12. Pascal
I was beginningto realize that Bud wasn't just sexy, he was sweet and hilarious too. As I swept the floors and tidied the kitchen—ready to open the doors to the patisserie that next day—I couldn't stop thinking about him and his bumbling, foolish, heart-warming attempt to speak French.
I longed to touch him.
I yearned to kiss him.
I hoped I would dream about him all night long.
Unfortunately, he was not the man who visited me in my sleep that night.
Instead, I was haunted by my Uncle Alphonse.
I was ten years old again, sweating as I kneaded ball after ball of dough in the kitchen of my uncle's farmhouse. The windows were open to let the drone of summer insects and what little breeze there was into the house. Across the other side of the wooden table at which I worked, my uncle moved swiftly from stove to oven, simmering and pouring and stirring and mixing. Occasionally he would glance up at my hard work and scowl.
"Look at what you're doing, you clumsy fool. That needs to be thinner. Fold it more carefully, treat the layers like delicate flowers. Don't break them, don't bend them. They must be just perfect, otherwise I'll never manage to recreate that damn recipe."
"Yes, Uncle Alphonse."
"And don't call me that! How many times have I told you not to call me that! In this kitchen you call me Chef, understood?"
"Yes, Chef."
This was how I spent my summers…
Trying so hard to impress my uncle, working my fingers to the bone to be like him, worshiping him from across the kitchen even as he called me a ‘clumsy fool' and a ‘careless wretch' and a ‘lazy little urchin who would never amount to anything'.

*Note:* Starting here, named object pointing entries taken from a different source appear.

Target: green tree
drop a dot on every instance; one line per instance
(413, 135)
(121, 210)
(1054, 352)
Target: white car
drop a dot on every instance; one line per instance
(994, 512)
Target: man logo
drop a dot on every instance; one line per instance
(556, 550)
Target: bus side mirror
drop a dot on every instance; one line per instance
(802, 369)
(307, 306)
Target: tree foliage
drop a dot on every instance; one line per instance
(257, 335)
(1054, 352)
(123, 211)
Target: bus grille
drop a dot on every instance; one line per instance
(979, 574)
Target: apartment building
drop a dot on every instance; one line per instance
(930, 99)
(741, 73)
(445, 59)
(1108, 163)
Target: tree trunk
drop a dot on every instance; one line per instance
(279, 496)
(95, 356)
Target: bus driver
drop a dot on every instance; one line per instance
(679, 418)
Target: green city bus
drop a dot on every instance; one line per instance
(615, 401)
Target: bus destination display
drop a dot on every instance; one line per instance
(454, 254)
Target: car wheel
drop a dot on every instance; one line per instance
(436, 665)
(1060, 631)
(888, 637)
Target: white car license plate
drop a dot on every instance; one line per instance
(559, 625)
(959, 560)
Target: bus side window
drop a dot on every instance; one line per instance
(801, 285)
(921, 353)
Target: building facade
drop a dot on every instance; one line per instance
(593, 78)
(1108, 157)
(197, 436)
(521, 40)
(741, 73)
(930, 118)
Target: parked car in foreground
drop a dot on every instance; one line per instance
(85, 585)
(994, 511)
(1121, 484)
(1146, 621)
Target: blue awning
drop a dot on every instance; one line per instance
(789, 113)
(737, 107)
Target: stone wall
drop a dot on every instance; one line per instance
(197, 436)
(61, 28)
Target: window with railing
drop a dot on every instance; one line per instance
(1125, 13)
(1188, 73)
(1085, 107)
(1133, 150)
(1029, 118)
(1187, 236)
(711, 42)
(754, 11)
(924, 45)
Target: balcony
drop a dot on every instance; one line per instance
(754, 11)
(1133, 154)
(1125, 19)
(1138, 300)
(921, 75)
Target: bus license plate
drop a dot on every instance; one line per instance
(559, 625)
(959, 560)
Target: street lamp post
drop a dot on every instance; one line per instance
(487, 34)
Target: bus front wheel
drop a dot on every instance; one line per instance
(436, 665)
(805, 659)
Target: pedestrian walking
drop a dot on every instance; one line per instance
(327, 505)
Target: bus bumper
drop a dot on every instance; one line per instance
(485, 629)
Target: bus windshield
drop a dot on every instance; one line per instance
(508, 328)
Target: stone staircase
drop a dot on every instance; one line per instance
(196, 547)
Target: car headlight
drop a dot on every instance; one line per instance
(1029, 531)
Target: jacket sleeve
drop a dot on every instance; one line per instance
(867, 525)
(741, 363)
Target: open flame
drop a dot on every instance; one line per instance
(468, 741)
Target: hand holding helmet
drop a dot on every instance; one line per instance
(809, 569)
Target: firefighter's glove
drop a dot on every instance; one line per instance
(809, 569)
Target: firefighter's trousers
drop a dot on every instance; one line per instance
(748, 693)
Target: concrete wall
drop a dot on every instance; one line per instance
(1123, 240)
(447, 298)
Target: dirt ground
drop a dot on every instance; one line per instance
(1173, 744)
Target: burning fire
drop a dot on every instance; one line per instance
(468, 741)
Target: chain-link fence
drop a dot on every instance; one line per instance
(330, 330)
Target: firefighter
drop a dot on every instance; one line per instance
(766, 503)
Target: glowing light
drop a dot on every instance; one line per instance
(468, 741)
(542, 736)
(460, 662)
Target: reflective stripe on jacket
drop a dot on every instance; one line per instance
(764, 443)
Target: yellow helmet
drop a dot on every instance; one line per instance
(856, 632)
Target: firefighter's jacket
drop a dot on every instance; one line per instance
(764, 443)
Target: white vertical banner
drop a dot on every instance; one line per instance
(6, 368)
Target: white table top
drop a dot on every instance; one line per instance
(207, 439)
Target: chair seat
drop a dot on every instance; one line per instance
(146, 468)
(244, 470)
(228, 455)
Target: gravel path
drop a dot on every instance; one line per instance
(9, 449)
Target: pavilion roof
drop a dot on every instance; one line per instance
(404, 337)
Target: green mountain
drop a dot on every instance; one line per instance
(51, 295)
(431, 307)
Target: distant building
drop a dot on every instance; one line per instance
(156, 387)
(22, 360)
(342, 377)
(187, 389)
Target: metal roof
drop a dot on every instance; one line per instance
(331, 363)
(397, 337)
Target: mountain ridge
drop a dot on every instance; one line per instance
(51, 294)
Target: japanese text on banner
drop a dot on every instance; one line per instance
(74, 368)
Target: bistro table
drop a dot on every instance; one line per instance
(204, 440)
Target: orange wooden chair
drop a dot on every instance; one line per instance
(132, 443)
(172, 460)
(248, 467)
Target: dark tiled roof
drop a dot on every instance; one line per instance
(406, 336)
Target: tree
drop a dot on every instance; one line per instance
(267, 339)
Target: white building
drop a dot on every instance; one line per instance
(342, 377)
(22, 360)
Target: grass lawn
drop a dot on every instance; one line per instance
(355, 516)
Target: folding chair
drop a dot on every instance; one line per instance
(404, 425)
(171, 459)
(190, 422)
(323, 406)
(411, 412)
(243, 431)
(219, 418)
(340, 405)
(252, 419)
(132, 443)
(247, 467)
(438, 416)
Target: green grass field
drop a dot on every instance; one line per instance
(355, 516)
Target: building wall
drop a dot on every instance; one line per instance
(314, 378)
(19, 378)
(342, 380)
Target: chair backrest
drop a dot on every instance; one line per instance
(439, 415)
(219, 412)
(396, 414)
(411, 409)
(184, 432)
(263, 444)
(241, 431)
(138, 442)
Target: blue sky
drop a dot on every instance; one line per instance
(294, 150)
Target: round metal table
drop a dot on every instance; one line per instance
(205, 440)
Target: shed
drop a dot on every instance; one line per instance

We spent Mondays and Tuesdays in the country, making batch after batch of pastry perfection. From Wednesdays to Saturdays, we returned to the city, and I would watch from a corner of his world-famous patisserie as his loyal patrons would fawn over his work, showering him in praise and admiration as he lapped up the attention.
Customers called him a genius.
A culinary titan.
A God of gourmet pastries.
What they didn't see was the part of him that was missing; the part that Monsieur Flannery had already taken from him.
And with it went any love he ever had for anyone else, including me.
"Knead that dough harder. It needs more butter, you little runt. If that pastry isn't wafer thin, I'll beat your ass with a rolling pin till you're blacker than a berry, do you hear me you pathetic little kitchen boy?"
When I woke that night, the sheets were drenched with sweat and my chest pounded until I realized with some relief—
"It's okay. I'm in Mulligan's Mill. I'm safe now."